Seeing “MindConverter: conversion is completed.” means that the model has been successfully converted!
After the conversion is completed, the following files are generated in this directory: -Model definition script(suffix is .py) -Weight ckpt file(suffix is .ckpt) -Weight mapping before and after migration(suffix is .json) -Conversion report(suffix is .txt).
Check the conversion result with the ls command.
ls ./converted_bert_base_uncased
bert_base_uncased.ckpt report_of_bert_base_uncased.txt
bert_base_uncased.py weight_map_of_bert_base_uncased.json
You can see that all files have been generated.
After the migration is complete, we will verify the accuracy of the model after the migration.
MindSpore Model Validation
We still use china is a poworful country, its capital is [MASK]. as input to observe whether the model performance after migration meets expectations.
Since the tool needs to freeze the size of the model during conversion, when using MindSpore for reasoning and verification, the sentence needs to be filled (Pad) to a fixed length. The sentence can be filled with the following function.
In reasoning, the sentence length must be less than the maximum sentence length during conversion (here our longest sentence length is 128, which is specified by --shape 1,128 in the conversion phase).
def padding(input_ids, attn_mask, token_type_ids, target_len=128):
length = len(input_ids)
for i in range(target_len - length):
input_ids.append(0)
attn_mask.append(0)
token_type_ids.append(0)
return np.array([input_ids]), np.array([attn_mask]), np.array([token_type_ids])
from converted_bert_base_uncased.bert_base_uncased import Model as MsBert
from mindspore import load_checkpoint, load_param_into_net, context, Tensor
context.set_context(mode=context.GRAPH_MODE, device_target="GPU")
padded_input_ids, padded_attention_mask, padded_token_type = padding(tokenized_sentence["input_ids"],
tokenized_sentence["attention_mask"],
tokenized_sentence["token_type_ids"],
target_len=128)
padded_input_ids = Tensor(padded_input_ids)

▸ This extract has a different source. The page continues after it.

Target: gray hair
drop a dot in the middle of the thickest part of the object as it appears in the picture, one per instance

padded_attention_mask = Tensor(padded_attention_mask)
padded_token_type = Tensor(padded_token_type)
model = MsBert()
param_dict = load_checkpoint("./converted_bert_base_uncased/bert_base_uncased.ckpt")

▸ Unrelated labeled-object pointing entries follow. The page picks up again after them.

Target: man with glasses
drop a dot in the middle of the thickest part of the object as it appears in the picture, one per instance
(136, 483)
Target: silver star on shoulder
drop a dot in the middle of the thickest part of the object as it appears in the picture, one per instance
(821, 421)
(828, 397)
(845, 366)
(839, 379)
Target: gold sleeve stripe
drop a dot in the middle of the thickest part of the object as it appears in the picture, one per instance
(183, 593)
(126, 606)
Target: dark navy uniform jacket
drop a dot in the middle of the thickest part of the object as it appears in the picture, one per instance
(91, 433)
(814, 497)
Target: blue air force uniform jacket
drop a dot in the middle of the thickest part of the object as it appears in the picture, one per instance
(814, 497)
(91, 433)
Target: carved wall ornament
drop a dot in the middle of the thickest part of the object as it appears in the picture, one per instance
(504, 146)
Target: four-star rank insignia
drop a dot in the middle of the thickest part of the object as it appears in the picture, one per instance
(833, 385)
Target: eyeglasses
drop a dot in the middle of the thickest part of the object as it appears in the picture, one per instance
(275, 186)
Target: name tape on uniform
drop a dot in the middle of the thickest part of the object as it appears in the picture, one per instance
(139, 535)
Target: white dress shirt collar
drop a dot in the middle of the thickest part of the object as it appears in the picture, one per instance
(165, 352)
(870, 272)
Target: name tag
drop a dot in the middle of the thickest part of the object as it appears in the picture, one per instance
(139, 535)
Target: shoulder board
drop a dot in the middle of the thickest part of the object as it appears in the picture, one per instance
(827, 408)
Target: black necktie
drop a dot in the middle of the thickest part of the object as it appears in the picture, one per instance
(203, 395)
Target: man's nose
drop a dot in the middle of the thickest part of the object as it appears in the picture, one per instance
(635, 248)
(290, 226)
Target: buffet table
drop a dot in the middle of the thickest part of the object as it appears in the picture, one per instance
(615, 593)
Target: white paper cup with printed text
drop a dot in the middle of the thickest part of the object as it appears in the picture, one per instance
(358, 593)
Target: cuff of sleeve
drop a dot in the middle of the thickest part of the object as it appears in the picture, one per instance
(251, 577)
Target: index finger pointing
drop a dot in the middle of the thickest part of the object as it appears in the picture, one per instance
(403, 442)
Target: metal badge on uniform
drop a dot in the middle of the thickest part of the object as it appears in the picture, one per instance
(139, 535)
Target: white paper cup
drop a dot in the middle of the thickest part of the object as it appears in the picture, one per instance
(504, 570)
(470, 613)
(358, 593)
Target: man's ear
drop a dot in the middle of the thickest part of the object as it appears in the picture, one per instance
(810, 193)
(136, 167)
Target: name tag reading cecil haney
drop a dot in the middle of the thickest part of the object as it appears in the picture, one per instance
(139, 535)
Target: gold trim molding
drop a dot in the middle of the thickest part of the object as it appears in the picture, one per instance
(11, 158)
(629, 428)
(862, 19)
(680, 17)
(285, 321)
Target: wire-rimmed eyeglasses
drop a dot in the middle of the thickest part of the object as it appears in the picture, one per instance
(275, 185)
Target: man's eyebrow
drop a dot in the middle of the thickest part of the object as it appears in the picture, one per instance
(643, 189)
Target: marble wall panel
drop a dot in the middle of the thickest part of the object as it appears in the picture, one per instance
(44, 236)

not_load_params = load_param_into_net(model, param_dict)
output = model(padded_attention_mask, padded_input_ids, padded_token_type)
assert not not_load_params
predicted_index = np.argmax(output.asnumpy()[0][mask_idx])
print(f"ONNX Pred id: {predicted_index}")
assert predicted_index == 7211
ONNX Pred id: 7211
So far, the script and weight migration using MindConverter is complete.
Users can perform training, inference, and deployment scripts according to application scenarios to implement personal business logic.
Frequently Asked Questions
Q: How to modify the shape specifications such as Batch size and Sequence length of the migrated script so that the model can support data inference and training of any size?
A: After the migration, the script has shape restrictions, which are usually caused by the Reshape operator or other operators that involve changes in the tensor arrangement. Taking the above Bert migration as an example, first create two global variables to represent the expected batch size and sentence length, then modify the target size of the Reshape operation and replace it with the corresponding batch size and sentence length global variables.
Q: The definition of the class name in the generated script does not conform to the developer’s habits, such as “class Module0(nn.Cell)”. Will manual modification affect the weight loading after conversion?
A: The weight loading is only related to the variable name and class structure, so the class name can be modified without affecting the weight loading. If the structure of the class needs to be adjusted, the corresponding weight names needs to be modified synchronously to adapt to the structure of the migrated model.